I have a synonym filter/analyzer configured like this:
analyzer: {
synonym_analyzer: {
tokenizer: 'standard',
filter: ['lowercase', 'synonym_filter'],
},
},
filter: {
synonym_filter: {
type: 'synonym',
synonyms: [
'mambo 5, mambo number 5 => mambo5',
],
},
},
///
search_headline: {
type: 'text',
analyzer: "synonym_analyzer"
},
In this example, when I index a document like this:
{ search_headline: "Mambo number 5" }
The result of the analysis will convert this field to:
mambo5
So if I search for "number 5" on this field, it will miss because the original field was modified and the search term is not converted because it does not match the synonym.

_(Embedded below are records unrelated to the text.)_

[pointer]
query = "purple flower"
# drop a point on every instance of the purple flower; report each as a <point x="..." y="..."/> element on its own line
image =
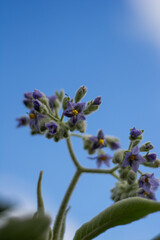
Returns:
<point x="34" y="119"/>
<point x="114" y="145"/>
<point x="36" y="105"/>
<point x="28" y="99"/>
<point x="52" y="99"/>
<point x="99" y="141"/>
<point x="22" y="121"/>
<point x="144" y="194"/>
<point x="52" y="127"/>
<point x="134" y="133"/>
<point x="74" y="111"/>
<point x="151" y="157"/>
<point x="97" y="101"/>
<point x="148" y="182"/>
<point x="103" y="158"/>
<point x="133" y="159"/>
<point x="37" y="94"/>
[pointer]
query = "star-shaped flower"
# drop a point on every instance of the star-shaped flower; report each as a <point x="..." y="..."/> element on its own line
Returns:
<point x="133" y="159"/>
<point x="74" y="111"/>
<point x="148" y="182"/>
<point x="99" y="141"/>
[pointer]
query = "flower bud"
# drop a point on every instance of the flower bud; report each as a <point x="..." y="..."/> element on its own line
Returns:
<point x="60" y="95"/>
<point x="92" y="106"/>
<point x="146" y="147"/>
<point x="81" y="126"/>
<point x="118" y="156"/>
<point x="81" y="92"/>
<point x="65" y="101"/>
<point x="123" y="172"/>
<point x="112" y="142"/>
<point x="41" y="108"/>
<point x="131" y="177"/>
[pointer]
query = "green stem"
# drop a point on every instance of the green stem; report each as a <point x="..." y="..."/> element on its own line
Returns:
<point x="72" y="154"/>
<point x="40" y="203"/>
<point x="62" y="209"/>
<point x="76" y="135"/>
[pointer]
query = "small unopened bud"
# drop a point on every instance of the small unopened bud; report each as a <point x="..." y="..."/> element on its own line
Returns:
<point x="123" y="172"/>
<point x="65" y="101"/>
<point x="112" y="142"/>
<point x="39" y="107"/>
<point x="97" y="101"/>
<point x="81" y="126"/>
<point x="81" y="92"/>
<point x="146" y="147"/>
<point x="118" y="156"/>
<point x="131" y="177"/>
<point x="60" y="95"/>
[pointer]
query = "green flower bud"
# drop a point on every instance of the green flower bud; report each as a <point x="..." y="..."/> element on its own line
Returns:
<point x="123" y="172"/>
<point x="118" y="156"/>
<point x="87" y="144"/>
<point x="81" y="92"/>
<point x="131" y="177"/>
<point x="146" y="147"/>
<point x="65" y="101"/>
<point x="81" y="126"/>
<point x="60" y="95"/>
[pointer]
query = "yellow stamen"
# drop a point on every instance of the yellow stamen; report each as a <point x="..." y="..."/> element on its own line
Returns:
<point x="103" y="158"/>
<point x="146" y="180"/>
<point x="75" y="112"/>
<point x="132" y="157"/>
<point x="101" y="141"/>
<point x="32" y="115"/>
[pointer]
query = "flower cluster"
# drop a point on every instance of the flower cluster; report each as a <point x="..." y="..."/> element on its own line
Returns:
<point x="57" y="116"/>
<point x="95" y="144"/>
<point x="44" y="116"/>
<point x="129" y="162"/>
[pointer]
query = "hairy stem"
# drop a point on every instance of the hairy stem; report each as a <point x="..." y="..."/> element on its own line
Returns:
<point x="63" y="206"/>
<point x="72" y="154"/>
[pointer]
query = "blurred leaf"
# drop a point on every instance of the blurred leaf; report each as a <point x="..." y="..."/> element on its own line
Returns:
<point x="156" y="238"/>
<point x="62" y="230"/>
<point x="25" y="229"/>
<point x="4" y="207"/>
<point x="120" y="213"/>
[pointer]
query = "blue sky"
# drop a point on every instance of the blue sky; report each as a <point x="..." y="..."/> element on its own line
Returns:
<point x="110" y="47"/>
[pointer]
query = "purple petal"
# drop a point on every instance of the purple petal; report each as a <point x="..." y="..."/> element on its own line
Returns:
<point x="135" y="150"/>
<point x="135" y="166"/>
<point x="100" y="134"/>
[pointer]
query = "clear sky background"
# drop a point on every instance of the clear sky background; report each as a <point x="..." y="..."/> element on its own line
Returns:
<point x="111" y="47"/>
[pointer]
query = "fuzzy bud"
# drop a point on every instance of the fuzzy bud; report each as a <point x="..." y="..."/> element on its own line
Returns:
<point x="41" y="108"/>
<point x="123" y="172"/>
<point x="131" y="177"/>
<point x="65" y="101"/>
<point x="81" y="126"/>
<point x="92" y="106"/>
<point x="81" y="92"/>
<point x="146" y="147"/>
<point x="118" y="156"/>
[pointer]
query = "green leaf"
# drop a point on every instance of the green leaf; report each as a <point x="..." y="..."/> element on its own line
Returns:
<point x="26" y="228"/>
<point x="120" y="213"/>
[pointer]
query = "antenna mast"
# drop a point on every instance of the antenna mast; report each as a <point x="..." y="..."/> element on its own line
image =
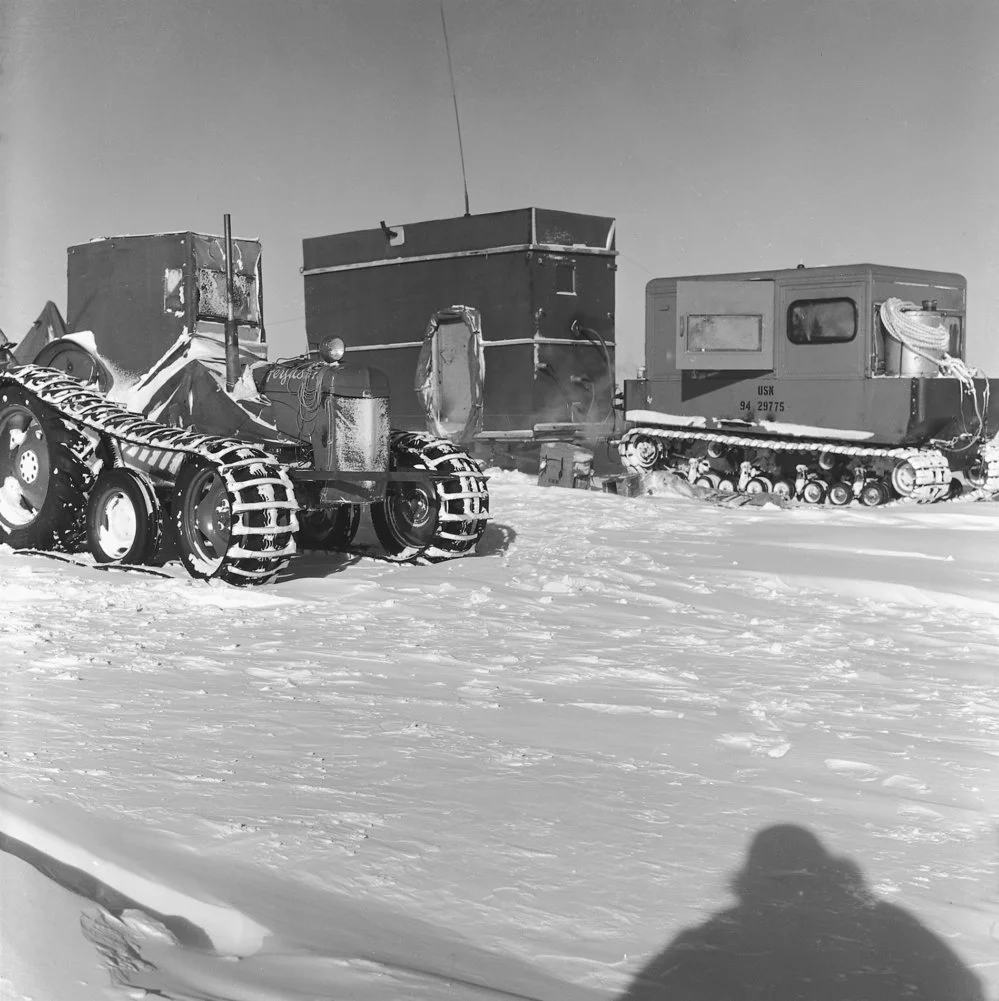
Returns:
<point x="457" y="121"/>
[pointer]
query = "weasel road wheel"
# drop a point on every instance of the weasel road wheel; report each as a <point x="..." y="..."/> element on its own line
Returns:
<point x="433" y="520"/>
<point x="122" y="519"/>
<point x="759" y="484"/>
<point x="840" y="493"/>
<point x="44" y="474"/>
<point x="874" y="493"/>
<point x="814" y="491"/>
<point x="331" y="530"/>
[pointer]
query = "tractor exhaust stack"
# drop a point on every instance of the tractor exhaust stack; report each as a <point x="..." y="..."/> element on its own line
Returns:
<point x="231" y="336"/>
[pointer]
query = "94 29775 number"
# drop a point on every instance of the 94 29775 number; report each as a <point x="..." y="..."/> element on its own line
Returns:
<point x="762" y="405"/>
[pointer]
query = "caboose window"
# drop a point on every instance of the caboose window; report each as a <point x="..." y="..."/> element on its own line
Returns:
<point x="724" y="332"/>
<point x="565" y="279"/>
<point x="822" y="321"/>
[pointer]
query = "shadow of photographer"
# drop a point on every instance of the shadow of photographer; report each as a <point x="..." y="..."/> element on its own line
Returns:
<point x="805" y="928"/>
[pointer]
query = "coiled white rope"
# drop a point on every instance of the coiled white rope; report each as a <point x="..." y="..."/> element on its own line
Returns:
<point x="931" y="342"/>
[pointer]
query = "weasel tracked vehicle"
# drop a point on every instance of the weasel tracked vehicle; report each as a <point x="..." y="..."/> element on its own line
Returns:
<point x="826" y="384"/>
<point x="151" y="421"/>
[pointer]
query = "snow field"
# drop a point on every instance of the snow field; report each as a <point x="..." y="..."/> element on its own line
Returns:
<point x="560" y="752"/>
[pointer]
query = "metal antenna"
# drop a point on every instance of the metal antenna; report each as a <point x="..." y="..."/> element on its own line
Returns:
<point x="457" y="121"/>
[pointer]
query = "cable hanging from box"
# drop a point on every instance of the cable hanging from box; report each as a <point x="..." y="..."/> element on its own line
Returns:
<point x="457" y="121"/>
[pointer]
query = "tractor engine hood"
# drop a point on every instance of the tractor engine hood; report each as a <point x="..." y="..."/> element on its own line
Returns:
<point x="341" y="410"/>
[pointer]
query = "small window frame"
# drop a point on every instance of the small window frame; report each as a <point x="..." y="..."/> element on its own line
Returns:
<point x="561" y="269"/>
<point x="804" y="341"/>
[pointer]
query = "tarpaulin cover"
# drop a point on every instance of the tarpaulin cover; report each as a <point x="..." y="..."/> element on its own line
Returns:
<point x="429" y="381"/>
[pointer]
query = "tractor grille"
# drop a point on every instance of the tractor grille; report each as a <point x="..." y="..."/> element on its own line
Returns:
<point x="360" y="434"/>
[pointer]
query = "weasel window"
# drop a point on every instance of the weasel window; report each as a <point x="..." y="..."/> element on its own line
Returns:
<point x="822" y="321"/>
<point x="724" y="332"/>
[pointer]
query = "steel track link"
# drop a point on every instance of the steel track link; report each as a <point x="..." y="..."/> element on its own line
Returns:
<point x="932" y="470"/>
<point x="261" y="494"/>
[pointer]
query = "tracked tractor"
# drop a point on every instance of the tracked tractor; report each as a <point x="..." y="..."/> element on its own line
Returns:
<point x="151" y="421"/>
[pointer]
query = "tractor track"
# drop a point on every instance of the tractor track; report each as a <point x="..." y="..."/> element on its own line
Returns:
<point x="260" y="493"/>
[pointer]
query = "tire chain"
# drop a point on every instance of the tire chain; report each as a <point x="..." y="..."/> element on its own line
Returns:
<point x="932" y="469"/>
<point x="461" y="513"/>
<point x="258" y="486"/>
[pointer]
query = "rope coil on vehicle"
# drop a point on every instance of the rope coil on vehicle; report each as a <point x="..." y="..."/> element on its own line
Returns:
<point x="931" y="343"/>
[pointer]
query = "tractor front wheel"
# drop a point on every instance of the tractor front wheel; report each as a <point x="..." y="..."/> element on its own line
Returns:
<point x="202" y="520"/>
<point x="122" y="519"/>
<point x="436" y="519"/>
<point x="405" y="522"/>
<point x="44" y="474"/>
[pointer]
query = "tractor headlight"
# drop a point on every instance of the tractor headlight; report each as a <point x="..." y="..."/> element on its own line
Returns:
<point x="904" y="478"/>
<point x="331" y="349"/>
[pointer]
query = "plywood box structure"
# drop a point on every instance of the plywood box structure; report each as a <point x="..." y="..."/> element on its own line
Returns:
<point x="542" y="283"/>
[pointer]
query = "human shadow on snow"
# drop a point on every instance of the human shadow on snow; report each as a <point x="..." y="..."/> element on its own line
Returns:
<point x="495" y="539"/>
<point x="805" y="928"/>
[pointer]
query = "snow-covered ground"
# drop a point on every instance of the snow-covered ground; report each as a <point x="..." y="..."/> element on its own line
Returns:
<point x="753" y="753"/>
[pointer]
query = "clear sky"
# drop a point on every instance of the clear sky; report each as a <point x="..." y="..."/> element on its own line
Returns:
<point x="722" y="134"/>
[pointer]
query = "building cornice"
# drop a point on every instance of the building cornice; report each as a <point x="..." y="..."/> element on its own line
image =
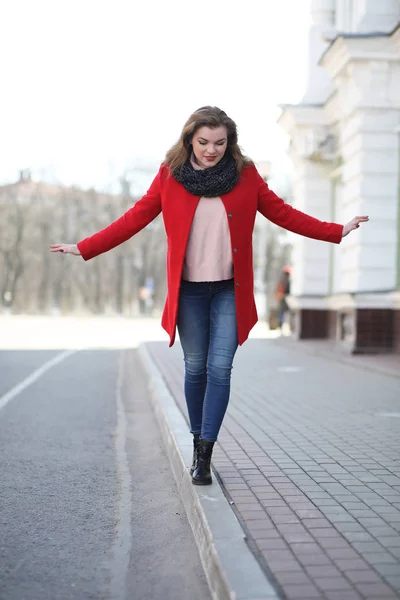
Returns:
<point x="346" y="48"/>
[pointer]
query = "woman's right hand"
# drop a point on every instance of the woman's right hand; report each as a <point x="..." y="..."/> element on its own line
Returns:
<point x="65" y="249"/>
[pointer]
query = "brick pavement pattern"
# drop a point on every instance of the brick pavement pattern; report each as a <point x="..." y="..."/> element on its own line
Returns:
<point x="309" y="456"/>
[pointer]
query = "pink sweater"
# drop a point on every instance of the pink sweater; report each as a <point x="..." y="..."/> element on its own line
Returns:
<point x="208" y="253"/>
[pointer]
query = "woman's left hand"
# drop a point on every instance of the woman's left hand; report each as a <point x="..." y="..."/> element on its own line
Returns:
<point x="353" y="224"/>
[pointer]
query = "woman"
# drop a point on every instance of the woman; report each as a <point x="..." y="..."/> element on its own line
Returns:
<point x="209" y="194"/>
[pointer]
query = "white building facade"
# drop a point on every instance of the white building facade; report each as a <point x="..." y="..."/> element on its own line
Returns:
<point x="344" y="148"/>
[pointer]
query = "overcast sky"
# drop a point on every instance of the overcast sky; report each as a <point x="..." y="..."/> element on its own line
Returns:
<point x="92" y="87"/>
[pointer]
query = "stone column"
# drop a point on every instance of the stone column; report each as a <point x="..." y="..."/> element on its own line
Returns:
<point x="366" y="75"/>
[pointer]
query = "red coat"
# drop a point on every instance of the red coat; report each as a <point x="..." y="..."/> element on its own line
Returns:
<point x="178" y="207"/>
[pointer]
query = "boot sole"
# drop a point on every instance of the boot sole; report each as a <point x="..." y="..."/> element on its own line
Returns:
<point x="201" y="482"/>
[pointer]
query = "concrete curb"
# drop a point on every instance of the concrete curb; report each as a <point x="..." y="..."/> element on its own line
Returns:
<point x="232" y="571"/>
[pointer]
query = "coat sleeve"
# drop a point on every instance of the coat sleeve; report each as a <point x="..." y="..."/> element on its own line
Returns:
<point x="284" y="215"/>
<point x="135" y="219"/>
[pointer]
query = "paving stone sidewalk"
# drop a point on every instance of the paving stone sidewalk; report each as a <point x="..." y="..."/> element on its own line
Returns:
<point x="309" y="454"/>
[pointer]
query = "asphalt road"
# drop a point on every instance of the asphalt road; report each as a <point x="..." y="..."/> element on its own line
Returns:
<point x="88" y="505"/>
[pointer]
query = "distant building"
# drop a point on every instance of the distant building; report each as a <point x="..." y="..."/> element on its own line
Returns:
<point x="345" y="153"/>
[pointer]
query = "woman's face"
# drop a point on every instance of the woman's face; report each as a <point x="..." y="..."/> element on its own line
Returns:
<point x="209" y="145"/>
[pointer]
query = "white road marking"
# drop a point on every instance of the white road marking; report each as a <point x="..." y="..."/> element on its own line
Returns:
<point x="122" y="546"/>
<point x="20" y="387"/>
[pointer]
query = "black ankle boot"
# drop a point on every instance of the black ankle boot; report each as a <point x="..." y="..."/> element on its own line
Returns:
<point x="202" y="472"/>
<point x="196" y="446"/>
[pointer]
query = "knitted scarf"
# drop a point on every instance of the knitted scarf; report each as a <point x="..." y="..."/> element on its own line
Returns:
<point x="210" y="182"/>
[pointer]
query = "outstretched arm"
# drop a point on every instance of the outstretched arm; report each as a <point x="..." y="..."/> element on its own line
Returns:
<point x="284" y="215"/>
<point x="135" y="219"/>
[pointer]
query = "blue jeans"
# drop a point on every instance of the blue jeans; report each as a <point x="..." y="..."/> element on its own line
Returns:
<point x="208" y="334"/>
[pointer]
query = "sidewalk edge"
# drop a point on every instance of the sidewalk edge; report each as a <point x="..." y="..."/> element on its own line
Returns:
<point x="231" y="570"/>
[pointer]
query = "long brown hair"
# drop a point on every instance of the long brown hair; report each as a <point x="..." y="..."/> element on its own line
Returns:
<point x="207" y="116"/>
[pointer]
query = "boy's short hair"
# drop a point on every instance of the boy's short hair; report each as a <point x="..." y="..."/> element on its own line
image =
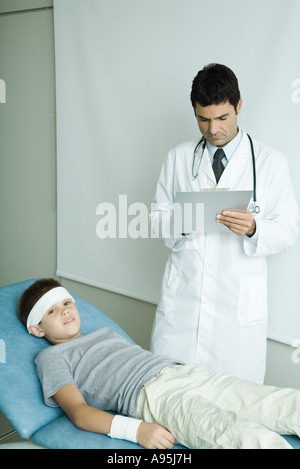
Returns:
<point x="32" y="294"/>
<point x="215" y="84"/>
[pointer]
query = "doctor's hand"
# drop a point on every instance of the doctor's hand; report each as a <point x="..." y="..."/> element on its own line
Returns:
<point x="240" y="223"/>
<point x="153" y="436"/>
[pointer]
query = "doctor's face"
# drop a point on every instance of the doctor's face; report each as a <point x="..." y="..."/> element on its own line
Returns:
<point x="218" y="122"/>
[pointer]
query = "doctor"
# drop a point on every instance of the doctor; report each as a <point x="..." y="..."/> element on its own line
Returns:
<point x="213" y="304"/>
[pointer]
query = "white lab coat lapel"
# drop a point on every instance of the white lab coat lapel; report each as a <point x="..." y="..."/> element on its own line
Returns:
<point x="238" y="173"/>
<point x="208" y="171"/>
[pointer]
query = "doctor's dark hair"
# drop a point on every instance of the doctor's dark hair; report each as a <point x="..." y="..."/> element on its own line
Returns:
<point x="215" y="84"/>
<point x="32" y="294"/>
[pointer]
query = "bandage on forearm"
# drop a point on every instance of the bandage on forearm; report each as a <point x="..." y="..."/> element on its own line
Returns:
<point x="124" y="428"/>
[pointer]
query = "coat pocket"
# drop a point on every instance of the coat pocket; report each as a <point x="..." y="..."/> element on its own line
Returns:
<point x="252" y="307"/>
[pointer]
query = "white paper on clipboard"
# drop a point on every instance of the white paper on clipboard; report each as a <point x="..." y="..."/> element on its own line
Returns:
<point x="195" y="212"/>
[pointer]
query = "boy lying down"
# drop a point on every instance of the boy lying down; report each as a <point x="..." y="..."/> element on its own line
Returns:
<point x="157" y="401"/>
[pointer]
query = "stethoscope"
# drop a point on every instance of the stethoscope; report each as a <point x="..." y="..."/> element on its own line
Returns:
<point x="254" y="207"/>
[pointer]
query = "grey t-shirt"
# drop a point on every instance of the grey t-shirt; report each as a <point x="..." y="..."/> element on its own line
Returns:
<point x="108" y="370"/>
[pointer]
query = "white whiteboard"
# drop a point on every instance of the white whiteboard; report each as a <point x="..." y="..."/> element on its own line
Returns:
<point x="124" y="71"/>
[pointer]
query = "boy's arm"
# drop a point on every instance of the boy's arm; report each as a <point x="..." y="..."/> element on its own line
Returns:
<point x="88" y="418"/>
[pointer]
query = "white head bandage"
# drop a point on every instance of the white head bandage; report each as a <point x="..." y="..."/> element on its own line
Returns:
<point x="44" y="303"/>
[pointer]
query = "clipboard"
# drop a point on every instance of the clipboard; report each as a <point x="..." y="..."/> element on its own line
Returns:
<point x="195" y="212"/>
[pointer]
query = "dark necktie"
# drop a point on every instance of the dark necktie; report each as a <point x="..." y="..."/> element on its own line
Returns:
<point x="218" y="166"/>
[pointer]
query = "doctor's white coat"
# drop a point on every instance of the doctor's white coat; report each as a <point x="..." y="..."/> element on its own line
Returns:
<point x="213" y="304"/>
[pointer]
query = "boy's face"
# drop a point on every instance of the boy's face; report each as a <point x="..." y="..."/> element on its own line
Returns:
<point x="60" y="323"/>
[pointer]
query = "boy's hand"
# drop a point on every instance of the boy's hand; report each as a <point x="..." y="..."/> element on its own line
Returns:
<point x="153" y="436"/>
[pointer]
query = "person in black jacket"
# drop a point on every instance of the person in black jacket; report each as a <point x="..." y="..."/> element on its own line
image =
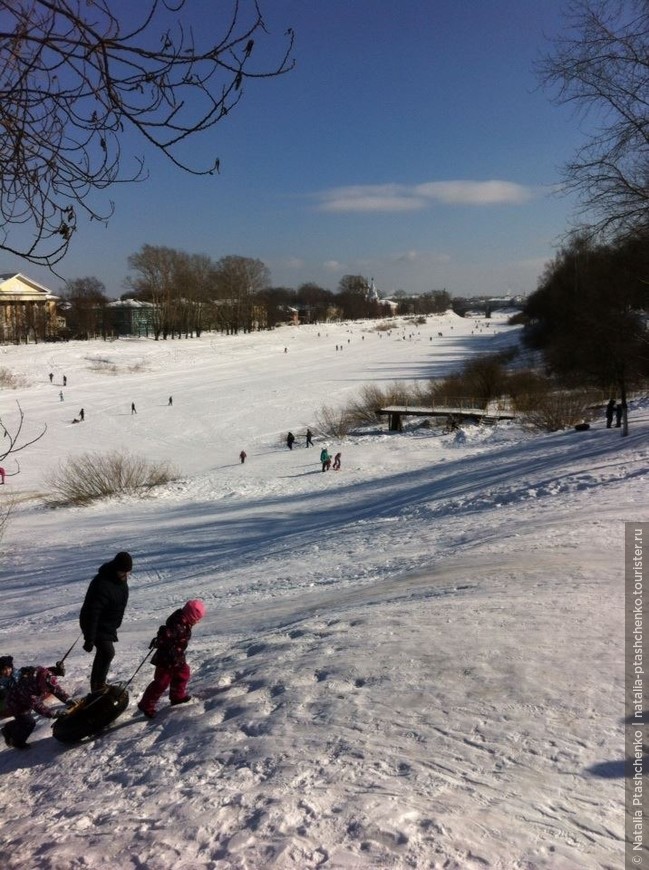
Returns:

My thought is to add an additional field:
search_synonyms: {
type: 'text',
analyzer: 'synonym_analyzer'
},
search_headline: {
type: 'text',
copy_to: "search_synonyms"
},
This way, the original field is not modified and we will apply synonym analysis on the new search_synonyms
field.
My question is, is it possible to "remove" terms that don't match a synonym when indexing into the search_synonyms
field?
For example, if I index this document:
{ search_headline: "My favorite song is Mambo number 5" }
I would like the indexed document to look like this:
{
search_synonyms: "mambo5", // could be an array if multiple synonyms are found
search_headline: "My favorite song is Mambo number 5
}
That way I could search across both fields -and- the search_synonyms
field won't cause so much duplication in the indexed content.
Like I said, my way of thinking may be flawed so hopefully this makes sense.